From a comics perspective, this kind of extreme figure was a contemporary trend, with artists like Rob Liefeld and Todd McFarlane leading the charge in the US. However, Bisley’s fantasy art accommodates this well as the rest of the visuals selling the suspension of disbelief.
It also justifies the use of ultraviolence. It’s no secret that sword and sorcery stories can be violent. However, it doesn’t feel out of place like it might in a superhero or science fiction comic. The genre tropes – such as heroes with massive swords and harsh environments – set expectations. So when readers encounter the bursting of blood or the cutting off of limbs, it might be shocking on a spectacle level, but it’s not out of place.

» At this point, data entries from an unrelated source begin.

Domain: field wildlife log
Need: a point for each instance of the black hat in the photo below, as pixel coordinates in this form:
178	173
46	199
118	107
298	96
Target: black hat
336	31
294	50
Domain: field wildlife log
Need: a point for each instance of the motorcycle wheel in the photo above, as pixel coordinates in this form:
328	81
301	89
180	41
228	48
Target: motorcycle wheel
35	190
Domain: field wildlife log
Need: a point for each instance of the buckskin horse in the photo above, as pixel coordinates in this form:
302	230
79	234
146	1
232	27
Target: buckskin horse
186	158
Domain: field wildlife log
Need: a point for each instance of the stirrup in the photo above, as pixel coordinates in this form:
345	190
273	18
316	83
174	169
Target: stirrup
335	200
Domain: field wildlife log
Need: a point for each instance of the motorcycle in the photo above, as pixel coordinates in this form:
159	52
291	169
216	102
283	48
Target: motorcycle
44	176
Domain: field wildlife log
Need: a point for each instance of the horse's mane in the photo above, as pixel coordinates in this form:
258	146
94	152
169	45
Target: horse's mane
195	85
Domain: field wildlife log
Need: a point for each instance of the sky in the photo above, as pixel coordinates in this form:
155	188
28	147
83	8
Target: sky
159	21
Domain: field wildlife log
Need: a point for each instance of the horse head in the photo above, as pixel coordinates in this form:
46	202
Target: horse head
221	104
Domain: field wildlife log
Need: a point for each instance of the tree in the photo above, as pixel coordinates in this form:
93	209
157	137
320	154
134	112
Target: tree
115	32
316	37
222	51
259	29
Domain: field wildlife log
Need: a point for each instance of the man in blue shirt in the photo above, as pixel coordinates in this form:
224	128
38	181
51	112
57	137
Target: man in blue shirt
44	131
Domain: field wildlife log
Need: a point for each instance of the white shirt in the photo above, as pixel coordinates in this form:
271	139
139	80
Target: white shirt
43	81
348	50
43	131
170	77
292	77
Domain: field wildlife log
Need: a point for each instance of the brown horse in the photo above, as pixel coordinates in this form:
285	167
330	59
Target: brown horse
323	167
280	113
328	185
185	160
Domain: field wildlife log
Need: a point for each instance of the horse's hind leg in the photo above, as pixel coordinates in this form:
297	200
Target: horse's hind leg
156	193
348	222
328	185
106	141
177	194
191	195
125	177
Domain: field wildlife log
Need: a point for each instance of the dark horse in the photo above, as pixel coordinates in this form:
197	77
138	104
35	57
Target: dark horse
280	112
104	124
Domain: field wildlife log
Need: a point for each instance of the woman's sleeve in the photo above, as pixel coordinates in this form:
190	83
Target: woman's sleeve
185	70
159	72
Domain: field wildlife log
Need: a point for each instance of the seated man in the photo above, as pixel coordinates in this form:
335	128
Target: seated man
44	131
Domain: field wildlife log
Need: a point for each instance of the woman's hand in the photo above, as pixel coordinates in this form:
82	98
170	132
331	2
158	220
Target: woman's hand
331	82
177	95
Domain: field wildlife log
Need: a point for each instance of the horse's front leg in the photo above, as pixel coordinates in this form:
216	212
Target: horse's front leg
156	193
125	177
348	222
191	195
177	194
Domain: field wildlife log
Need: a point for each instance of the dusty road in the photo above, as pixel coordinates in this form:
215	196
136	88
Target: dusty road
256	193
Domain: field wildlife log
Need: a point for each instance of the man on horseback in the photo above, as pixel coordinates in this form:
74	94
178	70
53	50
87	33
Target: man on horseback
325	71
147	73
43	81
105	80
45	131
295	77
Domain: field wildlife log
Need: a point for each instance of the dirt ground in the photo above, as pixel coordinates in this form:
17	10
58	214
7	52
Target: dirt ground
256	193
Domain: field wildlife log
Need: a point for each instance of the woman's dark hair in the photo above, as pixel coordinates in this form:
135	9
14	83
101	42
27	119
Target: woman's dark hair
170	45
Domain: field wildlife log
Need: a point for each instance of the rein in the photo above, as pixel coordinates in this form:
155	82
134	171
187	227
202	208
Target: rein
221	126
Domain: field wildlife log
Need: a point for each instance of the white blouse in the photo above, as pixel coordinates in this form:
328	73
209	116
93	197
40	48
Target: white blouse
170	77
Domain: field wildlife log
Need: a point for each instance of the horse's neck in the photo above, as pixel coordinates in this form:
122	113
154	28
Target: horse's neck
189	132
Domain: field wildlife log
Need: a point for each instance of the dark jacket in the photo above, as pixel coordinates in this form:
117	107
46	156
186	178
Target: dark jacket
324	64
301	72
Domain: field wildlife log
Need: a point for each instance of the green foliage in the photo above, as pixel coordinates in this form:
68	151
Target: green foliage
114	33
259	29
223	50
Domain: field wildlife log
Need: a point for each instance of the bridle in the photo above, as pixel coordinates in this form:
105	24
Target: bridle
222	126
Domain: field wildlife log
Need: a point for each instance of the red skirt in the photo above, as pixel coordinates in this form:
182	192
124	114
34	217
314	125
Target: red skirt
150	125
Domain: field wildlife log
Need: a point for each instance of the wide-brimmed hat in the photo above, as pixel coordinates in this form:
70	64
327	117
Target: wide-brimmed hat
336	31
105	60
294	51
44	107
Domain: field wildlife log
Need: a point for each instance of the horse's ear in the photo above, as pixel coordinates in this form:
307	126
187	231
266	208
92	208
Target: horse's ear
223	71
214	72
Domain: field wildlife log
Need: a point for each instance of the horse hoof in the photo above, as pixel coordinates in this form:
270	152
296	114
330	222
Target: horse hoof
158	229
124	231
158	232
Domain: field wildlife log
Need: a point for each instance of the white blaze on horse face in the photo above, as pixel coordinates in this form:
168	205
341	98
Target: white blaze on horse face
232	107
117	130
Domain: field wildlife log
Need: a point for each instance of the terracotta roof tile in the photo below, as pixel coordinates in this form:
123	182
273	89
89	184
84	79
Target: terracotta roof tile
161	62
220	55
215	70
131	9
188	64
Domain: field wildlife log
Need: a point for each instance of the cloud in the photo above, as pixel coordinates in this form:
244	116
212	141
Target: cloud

Bisley’s art can also be animated. Here, he gives up a bit of rigidity in favour of using squash and stretch animated techniques. These work in the light moments to make characters more expressive. A great example is the image above, which shows several expressions in quick succession. Throughout this discussion, the Goddess’ face changes shape to fit and exaggerates the emotion portrayed. Her eyes and mouth, accompanied by a lengthy tongue, grow in the lighter moments. Gritted teeth and smaller eyes show exaggerated anger. Ukko is another example of this at work, where his long dwarf ears, big teeth, and long face come into play. These features work really well for someone who’s the comic relief.
Sláine: The Horned God is a visually impressive comic. Through its title character and the themes it explores, it flips sword and sorcery on its head to give an engaging and well-research tale. While the violence may not be to everyone’s taste, it’s hard not to marvel at Simon Bisley’s impressive art that goes beyond its initial Frazetta comparisons.